As graduation comes and goes and student hi-jinks give way to real-world worries, Mark's money insulates him from quotidian cares. It proves no defence against the tragedy that stalks the story's second half, however.

While Hendon was virgin territory in literary terms, Oxford has been granted inky immortality in countless novels, and Alderman enjoys toying with one in particular: Evelyn Waugh's Brideshead Revisited. Sebastian's teddy bear, its most parodied motif, is alluded to in James's surname, and ironically hinted at throughout the novel.

Brideshead's Catholicism is present, too, thanks largely to Mark's exacting yet indulgent Italian mother. The creed's moral vocabulary informs Alderman's characters as they muse on such concepts as love, pain and absolution.

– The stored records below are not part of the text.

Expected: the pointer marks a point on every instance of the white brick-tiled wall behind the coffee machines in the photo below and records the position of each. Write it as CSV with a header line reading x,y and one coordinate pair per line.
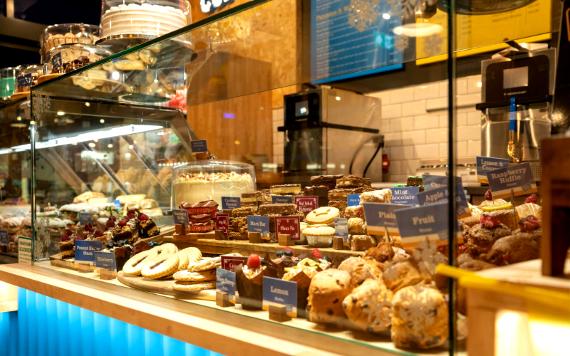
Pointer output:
x,y
414,124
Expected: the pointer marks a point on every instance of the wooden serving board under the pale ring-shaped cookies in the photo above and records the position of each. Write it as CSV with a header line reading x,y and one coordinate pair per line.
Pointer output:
x,y
163,286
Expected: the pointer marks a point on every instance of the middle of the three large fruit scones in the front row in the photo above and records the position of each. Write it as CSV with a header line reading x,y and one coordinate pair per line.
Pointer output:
x,y
369,307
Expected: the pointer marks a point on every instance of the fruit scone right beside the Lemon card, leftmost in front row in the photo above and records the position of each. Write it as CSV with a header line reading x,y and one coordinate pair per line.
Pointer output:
x,y
326,293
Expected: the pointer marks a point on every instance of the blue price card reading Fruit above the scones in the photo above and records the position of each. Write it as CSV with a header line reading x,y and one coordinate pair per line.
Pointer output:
x,y
418,223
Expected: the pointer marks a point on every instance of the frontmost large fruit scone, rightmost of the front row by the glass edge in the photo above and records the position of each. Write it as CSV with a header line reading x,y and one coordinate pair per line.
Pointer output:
x,y
419,318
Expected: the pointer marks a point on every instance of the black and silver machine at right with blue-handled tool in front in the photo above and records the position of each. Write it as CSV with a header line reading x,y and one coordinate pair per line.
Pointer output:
x,y
517,88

And then there's the homosexuality. Mark is openly gay and dabbles occasionally in bisexuality, seducing women including the novel's sole Jewish character, an opinionated intellectual who delights in prosciutto and develops a borderline drinking problem, eventually going on to academic glory.

You'll find none of the repression that defines Waugh's novel here. Instead, passion flows as freely as the liquor, a potent and jading potion that ultimately brings little satisfaction and much sadness. Sometimes, unquenched desire is preferable. As James observes on the subject of Mark's inexhaustible money, it "made all things possible and thus left nothing to be simply desirable".

It is hard to convey the range of this clever novel's concerns without making it sound like a heavy-handed fable. Immaculately paced and unfailingly compassionate, it lightly imparts lessons on everything from ambition and wealth to loss and longing.